- Born: October 19, 1923 Texas
- Died: October 14, 1994 (aged 70) Lubbock, Texas
- Education: Texas Technological College, Syracuse University
- Occupation: Cartoonist
- Known for: Amy

= Jack Tippit =

American cartoonist (1923–1994)

Jack Tippit (October 19, 1923 – October 14, 1994) was an American cartoonist whose work includes the comic strip Amy, which he produced from 1964 through 1991.

==Early life==
Tippit was born in Texas. He graduated from Texas Technological College (now Texas Tech University) in 1947. He also attended Syracuse University, graduating magna cum laude with a BFA in 1949.

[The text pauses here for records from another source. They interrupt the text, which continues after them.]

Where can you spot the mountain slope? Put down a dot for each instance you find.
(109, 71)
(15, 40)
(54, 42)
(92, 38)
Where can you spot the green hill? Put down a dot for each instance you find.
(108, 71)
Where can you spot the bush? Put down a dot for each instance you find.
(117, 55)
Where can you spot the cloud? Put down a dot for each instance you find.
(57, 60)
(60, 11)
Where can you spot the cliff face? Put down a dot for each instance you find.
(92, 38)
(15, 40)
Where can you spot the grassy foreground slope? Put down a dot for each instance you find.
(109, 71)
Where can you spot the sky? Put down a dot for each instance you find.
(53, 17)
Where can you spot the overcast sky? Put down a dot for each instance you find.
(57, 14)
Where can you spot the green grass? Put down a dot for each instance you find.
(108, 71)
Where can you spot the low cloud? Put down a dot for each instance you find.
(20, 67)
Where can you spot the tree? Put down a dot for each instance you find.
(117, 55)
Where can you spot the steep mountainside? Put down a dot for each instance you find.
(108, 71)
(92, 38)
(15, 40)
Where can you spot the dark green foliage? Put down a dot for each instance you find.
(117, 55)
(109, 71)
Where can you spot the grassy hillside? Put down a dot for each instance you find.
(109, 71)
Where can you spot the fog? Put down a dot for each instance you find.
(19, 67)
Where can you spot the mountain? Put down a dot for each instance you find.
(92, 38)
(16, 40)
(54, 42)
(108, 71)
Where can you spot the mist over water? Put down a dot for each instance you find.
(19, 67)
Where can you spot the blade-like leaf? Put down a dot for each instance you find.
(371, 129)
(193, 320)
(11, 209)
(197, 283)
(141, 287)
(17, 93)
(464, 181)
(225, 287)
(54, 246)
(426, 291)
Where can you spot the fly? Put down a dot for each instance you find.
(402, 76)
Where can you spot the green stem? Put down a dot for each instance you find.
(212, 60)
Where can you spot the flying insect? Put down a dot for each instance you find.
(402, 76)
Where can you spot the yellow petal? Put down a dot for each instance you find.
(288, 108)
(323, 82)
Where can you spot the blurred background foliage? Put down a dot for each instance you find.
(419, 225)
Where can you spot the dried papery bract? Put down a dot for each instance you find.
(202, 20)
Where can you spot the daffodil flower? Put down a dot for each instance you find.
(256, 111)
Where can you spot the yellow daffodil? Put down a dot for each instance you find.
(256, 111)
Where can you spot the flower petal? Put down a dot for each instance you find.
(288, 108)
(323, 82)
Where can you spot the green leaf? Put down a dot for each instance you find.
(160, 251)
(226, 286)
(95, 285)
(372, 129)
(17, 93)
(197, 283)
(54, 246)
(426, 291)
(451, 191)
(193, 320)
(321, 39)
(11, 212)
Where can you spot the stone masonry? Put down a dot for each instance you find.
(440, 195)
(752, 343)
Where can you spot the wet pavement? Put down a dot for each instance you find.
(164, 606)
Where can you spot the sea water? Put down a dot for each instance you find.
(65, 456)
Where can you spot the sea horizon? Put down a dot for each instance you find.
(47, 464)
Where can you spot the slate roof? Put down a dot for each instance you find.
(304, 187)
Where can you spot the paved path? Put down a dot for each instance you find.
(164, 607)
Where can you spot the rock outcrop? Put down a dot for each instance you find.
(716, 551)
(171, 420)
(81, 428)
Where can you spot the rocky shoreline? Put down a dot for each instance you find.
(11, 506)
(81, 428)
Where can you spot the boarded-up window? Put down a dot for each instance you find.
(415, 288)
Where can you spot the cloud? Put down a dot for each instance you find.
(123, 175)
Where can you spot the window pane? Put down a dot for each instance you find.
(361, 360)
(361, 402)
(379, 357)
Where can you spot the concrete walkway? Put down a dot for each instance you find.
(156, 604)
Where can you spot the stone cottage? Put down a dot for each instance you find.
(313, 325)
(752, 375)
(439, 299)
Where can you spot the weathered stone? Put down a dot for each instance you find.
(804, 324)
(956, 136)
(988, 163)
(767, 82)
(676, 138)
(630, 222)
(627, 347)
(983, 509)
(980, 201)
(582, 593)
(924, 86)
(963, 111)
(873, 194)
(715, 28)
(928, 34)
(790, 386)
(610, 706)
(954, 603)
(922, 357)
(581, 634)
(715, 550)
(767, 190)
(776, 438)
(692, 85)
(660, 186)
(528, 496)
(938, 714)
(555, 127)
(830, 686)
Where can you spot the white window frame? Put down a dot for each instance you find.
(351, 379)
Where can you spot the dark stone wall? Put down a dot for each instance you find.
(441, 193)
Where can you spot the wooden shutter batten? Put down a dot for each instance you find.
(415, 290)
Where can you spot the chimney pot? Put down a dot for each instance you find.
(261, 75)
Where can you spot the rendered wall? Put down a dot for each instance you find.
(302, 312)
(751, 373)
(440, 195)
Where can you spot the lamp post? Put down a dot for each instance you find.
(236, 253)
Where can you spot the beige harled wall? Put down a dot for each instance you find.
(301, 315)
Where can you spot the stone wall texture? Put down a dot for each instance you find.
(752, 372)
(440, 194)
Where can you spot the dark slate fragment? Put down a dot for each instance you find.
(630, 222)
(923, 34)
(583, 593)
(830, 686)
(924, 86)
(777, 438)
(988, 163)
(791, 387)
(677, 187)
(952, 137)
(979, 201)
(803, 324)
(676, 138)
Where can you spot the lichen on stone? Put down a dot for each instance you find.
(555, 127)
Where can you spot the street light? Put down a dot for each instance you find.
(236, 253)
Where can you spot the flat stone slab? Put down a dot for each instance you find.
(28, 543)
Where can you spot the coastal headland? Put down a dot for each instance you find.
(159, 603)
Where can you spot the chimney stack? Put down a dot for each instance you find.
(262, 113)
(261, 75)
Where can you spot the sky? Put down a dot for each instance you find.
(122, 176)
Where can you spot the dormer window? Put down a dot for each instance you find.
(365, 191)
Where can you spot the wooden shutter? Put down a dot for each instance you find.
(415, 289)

Tippit had a long career in the military, serving as a combat pilot in World War II and as a pilot, trainer, and other roles during the Korean and Vietnam conflicts. He retired from the Air Force Reserve in 1974 with the rank of colonel.

==Career==
Tippit's cartoons appeared in a number of high-profile publications in the 1960s to 1990s, including The New Yorker, Ladies' Home Journal, Look and The Saturday Evening Post. Tippit's most notable work was on Amy, a cartoon strip created by Harry Mace in 1961 which Tippit took over in 1964 and continued until its end in 1991. He also worked on the strips Henry, Dr. Bill, and Family Flak. He was a co-founder and the first director of the Museum of Cartoon Art (now known as the National Cartoon Museum) in 1974, and served on the National Cartoonists Society Board of Governors.

==Death==
Tippit died in Lubbock, Texas in 1994.

==Awards==
He received the National Cartoonist Society Newspaper Panel Cartoon Award for Amy in 1970. He also received the Society's Gag Cartoon Award for 1963 and 1966.